Some infants are at higher risk
RSV infections cause problems when the infection spreads into the lower respiratory tract—the bronchial tubes and lungs—causing bronchiolitis and/or pneumonia. These infections can make it difficult for an infant to breathe—and if a child is having trouble breathing, they will require immediate medical attention. Signs can include rapid breaths, flaring nostrils, a wheezing sound, grunting, the chest caving with each breath (also called belly breathing), and pauses in breathing. The lips, mouth, and fingertips may look bluish due to lack of oxygen.
Some children are at a higher risk of severe RSV infection. This includes babies that are born pre-term, born at a low birth weight, or are younger than six months old. It also includes children under 2 years old who have a chronic lung condition or congenital heart disease, children who have neuromuscular disorders, and children who have a weakened immune system.
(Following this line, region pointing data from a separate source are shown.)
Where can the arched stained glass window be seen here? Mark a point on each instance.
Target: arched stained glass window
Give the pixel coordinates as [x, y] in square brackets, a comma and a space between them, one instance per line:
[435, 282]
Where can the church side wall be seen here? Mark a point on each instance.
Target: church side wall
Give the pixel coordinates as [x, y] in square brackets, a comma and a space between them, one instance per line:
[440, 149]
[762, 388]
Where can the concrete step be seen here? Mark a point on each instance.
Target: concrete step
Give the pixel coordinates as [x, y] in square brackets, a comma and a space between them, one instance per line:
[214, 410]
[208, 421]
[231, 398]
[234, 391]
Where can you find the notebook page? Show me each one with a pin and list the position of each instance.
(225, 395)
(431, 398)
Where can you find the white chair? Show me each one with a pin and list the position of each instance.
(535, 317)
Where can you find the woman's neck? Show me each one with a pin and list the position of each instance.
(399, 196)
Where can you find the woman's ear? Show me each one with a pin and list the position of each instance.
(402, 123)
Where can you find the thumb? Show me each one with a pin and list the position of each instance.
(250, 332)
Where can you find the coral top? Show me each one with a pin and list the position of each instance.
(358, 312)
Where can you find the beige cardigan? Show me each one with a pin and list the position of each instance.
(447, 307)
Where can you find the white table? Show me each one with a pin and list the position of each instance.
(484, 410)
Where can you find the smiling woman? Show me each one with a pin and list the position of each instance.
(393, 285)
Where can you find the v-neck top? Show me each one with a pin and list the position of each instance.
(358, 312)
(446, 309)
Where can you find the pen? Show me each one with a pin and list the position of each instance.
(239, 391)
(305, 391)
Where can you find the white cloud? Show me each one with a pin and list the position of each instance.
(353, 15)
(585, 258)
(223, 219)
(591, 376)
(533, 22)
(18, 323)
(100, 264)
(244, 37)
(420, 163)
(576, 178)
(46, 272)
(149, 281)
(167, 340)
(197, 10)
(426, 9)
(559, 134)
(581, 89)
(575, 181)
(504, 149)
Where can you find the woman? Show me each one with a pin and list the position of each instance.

However, children without any of these risk factors can also develop a severe infection from RSV.
Maternal vaccines and monoclonal antibody treatment
The CDC currently recommends two primary strategies to help prevent severe RSV illness in newborns and infants.
Maternal RSV vaccination
Pregnant individuals are now encouraged to receive a single dose of RSV vaccine between 32 and 36 weeks of pregnancy during RSV season (usually fall through spring in the United States). The immunity created in response to this vaccine will be passed to the baby and will help protect a child from RSV during the first months of life, at the time when they are at the greatest risk for a severe RSV infection.
Monoclonal antibody therapy
Infants who did not receive RSV protection through a maternal vaccination can receive a monoclonal antibody therapy that protects against RSV. Monoclonal antibodies are versions of proteins that are produced in a lab that fight specific infections (in this case RSV). A single dose of anti-RSV monoclonal antibody is recommended for:
- All infants younger than 8 months who are entering their first RSV season and did not receive adequate maternal immunization.
- Some children ages 8 to 19 months who are at high risk for severe RSV (for example, those with chronic lung disease or congenital heart disease) and are entering their second RSV season.
Monoclonal antibody treatment should be given at the start of RSV season (or just before). An older monoclonal antibody therapy required doses throughout RSV season and may be used in some cases.
Healthcare providers are your best source of information
Whether you are an expecting parent or a new parent, your best source of information will be your family’s healthcare providers.
Your healthcare providers will be able to answer any questions you have—about your child’s risk factors for a serious respiratory infection, what symptoms to watch for, and steps you can take to protect your child from RSV and other illnesses. They can also help address any concerns you have.